Une technologie qui voit ce que le radar et l’AIS ne peuvent pas détecter
SEA.AI a été cofondée en Bretagne en 2018. Elle développe des systèmes de vision artificielle par IA pour la sécurité, la sûreté et la surveillance en mer. Là où le radar et l’AIS atteignent leurs limites, qu’il s’agisse d’une annexe sans transpondeur, d’une épave entre deux eaux, d’un nageur ou d’une baleine, les systèmes SEA.AI voient. Une capacité fondamentalement différente, complémentaire aux technologies existantes, appelée à devenir une nouvelle norme en matière de connaissance du domaine maritime.
Avec plus de 1 200 systèmes déployés dans le monde, les applications couvrent la prévention des collisions, la surveillance côtière, la sécurité maritime, la lutte contre la piraterie, le soutien à la recherche et au sauvetage, ainsi que la détection des cétacés.
Des applications à double usage, civil et défense, au cœur des enjeux actuels de souveraineté opérationnelle et maritime.
Un ancrage stratégique dans l’industrie navale française
Le GICAN, l’association française de l’industrie navale, rassemble plus de 320 acteurs industriels et organisations du secteur maritime français : chantiers navals, intégrateurs de systèmes, équipementiers, architectes navals et acteurs de la défense.
Rejoindre ce réseau signifie participer aux groupes de travail qui façonnent les normes de demain, contribuer aux débats réglementaires sur les systèmes autonomes et les nouvelles technologies embarquées, et nouer des partenariats au sein de l’industrie navale.
Pour SEA.AI, dont la technologie sert le monde maritime global, le marché français reste une priorité stratégique. La France possède une industrie de défense navale de classe mondiale, un littoral exceptionnel et les acteurs industriels adéquats avec lesquels collaborer.
Ce qu’il faut savoir sur SEA.AI et le GICAN
Qu’est-ce que le GICAN et pourquoi SEA.AI l’a-t-elle rejoint ?
Le GICAN est l’association française de l’industrie navale, réunissant plus de 320 acteurs industriels : chantiers navals, intégrateurs de systèmes, équipementiers et acteurs de la défense.

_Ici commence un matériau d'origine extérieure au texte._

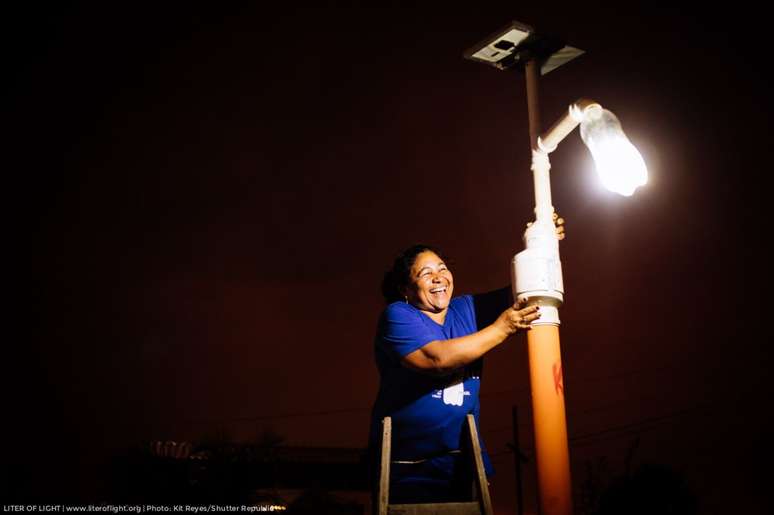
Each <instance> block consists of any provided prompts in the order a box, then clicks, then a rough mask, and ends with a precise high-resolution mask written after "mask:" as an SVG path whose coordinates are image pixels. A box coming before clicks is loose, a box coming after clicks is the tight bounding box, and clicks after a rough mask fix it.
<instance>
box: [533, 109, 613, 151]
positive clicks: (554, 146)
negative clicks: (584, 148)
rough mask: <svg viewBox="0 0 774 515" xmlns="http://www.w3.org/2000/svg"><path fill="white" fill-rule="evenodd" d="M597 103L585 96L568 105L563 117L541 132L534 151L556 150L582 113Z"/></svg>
mask: <svg viewBox="0 0 774 515" xmlns="http://www.w3.org/2000/svg"><path fill="white" fill-rule="evenodd" d="M598 105H599V103H597V102H595V101H593V100H589V99H587V98H581V99H579V100H577V101H575V103H573V104H572V105H570V107H569V109H568V110H567V113H565V115H564V116H563V117H561V118H560V119H559V120H557V121H556V123H554V124H553V125H552V126H551V128H550V129H548V130H547V131H546V132H544V133H543V134H541V135H540V136H539V137H538V140H537V145H536V146H537V148H534V149H533V150H534V151H538V152H541V153H545V154H550V153H551V152H553V151H554V150H556V147H557V145H559V143H561V142H562V140H563V139H564V138H566V137H567V136H568V135H569V134H570V133H571V132H572V131H573V129H575V127H577V126H578V125H579V124H580V122H581V120H583V113H584V111H585V110H586V109H588V108H589V107H592V106H598Z"/></svg>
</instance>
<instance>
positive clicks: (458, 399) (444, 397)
mask: <svg viewBox="0 0 774 515" xmlns="http://www.w3.org/2000/svg"><path fill="white" fill-rule="evenodd" d="M466 393H467V394H468V395H470V393H469V392H466V391H465V384H464V383H463V382H462V381H460V382H459V383H455V384H453V385H451V386H447V387H446V388H444V389H443V403H444V404H451V405H452V406H462V400H463V399H464V398H465V394H466Z"/></svg>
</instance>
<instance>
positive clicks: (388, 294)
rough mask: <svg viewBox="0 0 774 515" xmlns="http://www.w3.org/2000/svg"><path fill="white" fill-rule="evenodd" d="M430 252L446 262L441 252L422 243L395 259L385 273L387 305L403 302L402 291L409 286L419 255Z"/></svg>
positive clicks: (384, 289)
mask: <svg viewBox="0 0 774 515" xmlns="http://www.w3.org/2000/svg"><path fill="white" fill-rule="evenodd" d="M428 251H429V252H434V253H436V254H437V255H438V256H439V257H440V258H441V259H443V260H444V261H446V258H444V256H443V253H442V252H441V251H439V250H438V249H436V248H435V247H431V246H430V245H424V244H421V243H419V244H416V245H412V246H411V247H409V248H407V249H406V250H404V251H403V252H401V253H400V255H398V257H396V258H395V261H394V262H393V263H392V268H391V269H389V270H387V271H386V272H385V273H384V278H383V279H382V295H383V296H384V300H385V302H387V304H390V303H392V302H395V301H398V300H403V293H402V291H403V289H404V288H405V287H406V286H408V285H409V282H410V277H409V276H410V275H411V267H412V266H414V262H415V261H416V260H417V256H418V255H420V254H421V253H422V252H428Z"/></svg>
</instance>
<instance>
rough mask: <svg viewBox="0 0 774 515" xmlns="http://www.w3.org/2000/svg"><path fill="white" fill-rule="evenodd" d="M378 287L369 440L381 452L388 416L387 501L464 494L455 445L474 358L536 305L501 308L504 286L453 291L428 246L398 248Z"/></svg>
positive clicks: (490, 470) (513, 331)
mask: <svg viewBox="0 0 774 515" xmlns="http://www.w3.org/2000/svg"><path fill="white" fill-rule="evenodd" d="M382 293H383V294H384V297H385V300H386V301H387V303H388V306H387V308H386V309H385V310H384V312H383V313H382V316H381V318H380V321H379V326H378V330H377V334H376V339H375V353H376V365H377V368H378V369H379V375H380V379H381V381H380V387H379V394H378V396H377V399H376V402H375V404H374V408H373V413H372V418H371V435H370V446H371V449H372V450H374V451H378V449H379V445H380V439H381V420H382V418H384V417H385V416H390V417H392V431H393V434H392V456H391V458H392V461H393V462H394V464H393V465H392V467H391V472H392V473H391V482H390V483H391V491H390V499H391V501H390V502H391V503H410V502H439V501H446V502H449V501H454V500H462V499H463V498H464V496H465V495H466V494H469V492H470V484H469V483H467V486H464V485H465V483H466V482H467V480H468V478H467V477H466V476H465V474H464V471H465V470H466V469H468V468H469V466H468V465H467V463H466V462H465V458H464V457H463V456H462V453H460V447H461V443H462V441H463V440H462V437H463V436H464V434H465V433H464V429H465V426H464V424H465V420H466V416H467V415H468V414H469V413H472V414H473V415H474V416H475V419H476V423H477V424H478V418H479V417H478V415H479V401H478V392H479V382H480V374H481V357H482V356H483V355H484V354H486V353H487V352H488V351H490V350H491V349H493V348H494V347H496V346H497V345H499V344H501V343H502V342H503V341H505V339H506V338H507V337H508V336H510V335H512V334H514V333H516V332H517V331H519V330H527V329H529V328H530V324H531V323H532V322H533V321H535V320H537V319H538V318H539V317H540V312H539V310H538V308H537V307H536V306H530V307H523V306H519V305H510V307H506V306H509V304H510V303H511V302H512V300H511V298H510V297H511V296H510V289H503V290H499V291H497V292H493V293H492V294H488V295H484V296H475V297H474V296H471V295H463V296H460V297H453V293H454V277H453V275H452V273H451V270H449V267H448V265H447V263H446V262H445V260H444V259H443V257H442V254H441V253H440V252H438V251H437V250H435V249H433V248H432V247H430V246H427V245H414V246H412V247H410V248H408V249H406V250H405V251H404V252H403V253H402V254H401V255H400V256H398V258H397V259H396V260H395V263H394V264H393V267H392V269H391V270H390V271H388V272H387V273H386V274H385V278H384V282H383V283H382ZM492 307H497V308H499V309H498V310H497V311H495V316H489V315H488V314H487V311H488V312H490V313H491V312H492V309H491V308H492ZM502 309H504V311H502V312H500V310H502ZM498 314H499V316H498ZM481 447H482V452H483V460H484V465H485V468H486V471H487V474H488V475H491V473H492V466H491V463H490V462H489V457H488V455H487V454H486V451H485V450H484V446H483V443H482V446H481ZM375 454H376V453H373V455H375ZM374 461H375V462H378V460H374ZM374 468H377V466H376V465H375V467H374ZM374 472H375V470H374Z"/></svg>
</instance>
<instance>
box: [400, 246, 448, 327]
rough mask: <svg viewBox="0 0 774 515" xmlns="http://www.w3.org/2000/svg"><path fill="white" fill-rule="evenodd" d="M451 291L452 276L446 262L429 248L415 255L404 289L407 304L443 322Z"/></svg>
mask: <svg viewBox="0 0 774 515" xmlns="http://www.w3.org/2000/svg"><path fill="white" fill-rule="evenodd" d="M453 291H454V277H452V273H451V271H450V270H449V269H448V268H447V267H446V263H444V262H443V260H442V259H441V258H440V257H438V255H437V254H436V253H435V252H432V251H429V250H427V251H425V252H422V253H420V254H419V255H417V258H416V260H414V264H413V265H412V266H411V273H410V275H409V284H408V286H407V287H406V290H405V295H406V300H407V301H408V302H409V304H412V305H413V306H414V307H416V308H417V309H419V310H420V311H424V312H426V313H428V315H431V316H430V317H431V318H433V319H434V320H435V319H436V318H440V319H441V322H443V318H444V317H445V315H446V309H447V308H448V307H449V301H450V300H451V296H452V292H453ZM432 315H437V316H432ZM436 321H438V320H436Z"/></svg>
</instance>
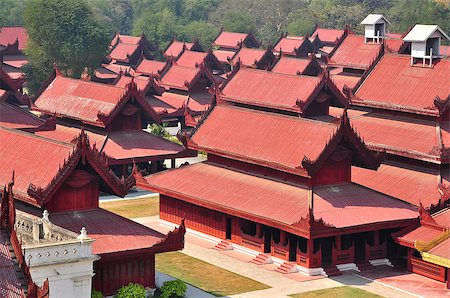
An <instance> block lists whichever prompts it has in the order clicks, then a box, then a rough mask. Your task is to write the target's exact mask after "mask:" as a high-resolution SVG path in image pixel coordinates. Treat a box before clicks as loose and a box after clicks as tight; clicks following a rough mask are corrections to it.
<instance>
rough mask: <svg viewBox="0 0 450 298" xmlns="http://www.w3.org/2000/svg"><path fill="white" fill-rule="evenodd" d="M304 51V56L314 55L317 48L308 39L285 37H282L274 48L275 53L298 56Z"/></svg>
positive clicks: (303, 53) (310, 41)
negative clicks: (280, 53) (298, 54)
mask: <svg viewBox="0 0 450 298" xmlns="http://www.w3.org/2000/svg"><path fill="white" fill-rule="evenodd" d="M301 49H304V52H305V53H303V54H307V53H314V52H315V50H316V48H315V46H314V45H313V44H312V43H311V41H310V40H309V38H308V37H305V36H289V35H287V36H284V37H281V38H280V39H279V40H278V42H277V43H276V45H275V47H274V48H273V50H274V52H275V53H283V54H286V55H291V56H297V55H298V54H300V53H299V51H300V50H301Z"/></svg>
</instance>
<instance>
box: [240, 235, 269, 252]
mask: <svg viewBox="0 0 450 298" xmlns="http://www.w3.org/2000/svg"><path fill="white" fill-rule="evenodd" d="M242 246H245V247H248V248H251V249H254V250H257V251H260V252H264V235H263V236H262V237H261V238H260V237H258V236H250V235H247V234H245V233H242Z"/></svg>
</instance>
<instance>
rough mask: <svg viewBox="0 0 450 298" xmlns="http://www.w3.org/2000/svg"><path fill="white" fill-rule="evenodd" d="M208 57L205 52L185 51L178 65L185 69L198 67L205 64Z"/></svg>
mask: <svg viewBox="0 0 450 298" xmlns="http://www.w3.org/2000/svg"><path fill="white" fill-rule="evenodd" d="M207 56H208V53H205V52H194V51H189V50H185V51H184V52H183V53H182V54H181V56H180V58H178V60H177V65H179V66H184V67H197V66H198V65H200V64H201V63H203V62H204V61H205V59H206V57H207Z"/></svg>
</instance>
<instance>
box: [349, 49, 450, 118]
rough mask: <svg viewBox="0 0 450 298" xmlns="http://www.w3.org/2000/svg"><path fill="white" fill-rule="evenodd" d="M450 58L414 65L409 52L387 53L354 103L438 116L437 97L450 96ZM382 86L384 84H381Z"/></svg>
mask: <svg viewBox="0 0 450 298" xmlns="http://www.w3.org/2000/svg"><path fill="white" fill-rule="evenodd" d="M449 73H450V60H449V59H440V60H436V61H434V65H433V67H432V68H429V67H412V66H411V58H410V56H409V55H389V54H386V55H385V56H384V57H382V58H381V60H380V61H379V62H378V64H377V65H376V66H375V68H374V69H373V70H372V72H371V73H370V74H369V76H368V77H367V78H366V79H365V80H364V81H363V83H362V85H361V86H360V87H359V88H358V90H357V91H356V93H355V98H353V99H352V104H354V105H361V106H371V107H377V108H382V109H387V110H401V111H405V112H411V113H418V114H425V115H432V116H436V115H439V114H440V109H439V106H437V105H436V103H435V100H436V98H437V97H439V99H441V100H445V101H447V100H448V97H449V95H450V85H449V84H448V74H449ZM381 86H382V88H380V87H381Z"/></svg>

SEA.AI l’a rejoint pour renforcer son ancrage dans l’écosystème naval français, participer aux groupes de travail sur les systèmes autonomes et les technologies embarquées, et nouer des partenariats au sein de l’industrie européenne de la défense maritime.
Que fait la technologie de vision artificielle de SEA.AI que le radar et l’AIS ne peuvent pas faire ?
La vision artificielle par IA de SEA.AI détecte des objets que le radar et l’AIS manquent — notamment des navires sans transpondeur, des épaves entre deux eaux, des nageurs et des baleines.
Avec plus de 1 200 systèmes déployés dans le monde, elle couvre la prévention des collisions, la surveillance côtière, la sécurité maritime, la lutte contre la piraterie, le soutien à la recherche et au sauvetage, ainsi que la détection des cétacés.
Pourquoi la France est-elle un marché stratégique pour SEA.AI ?
La France combine une industrie de défense navale de rang mondial, un littoral exceptionnel et des partenaires industriels clés.
Entreprise née en Bretagne, SEA.AI considère l’adhésion au GICAN comme centrale pour affirmer sa place dans la souveraineté technologique maritime européenne.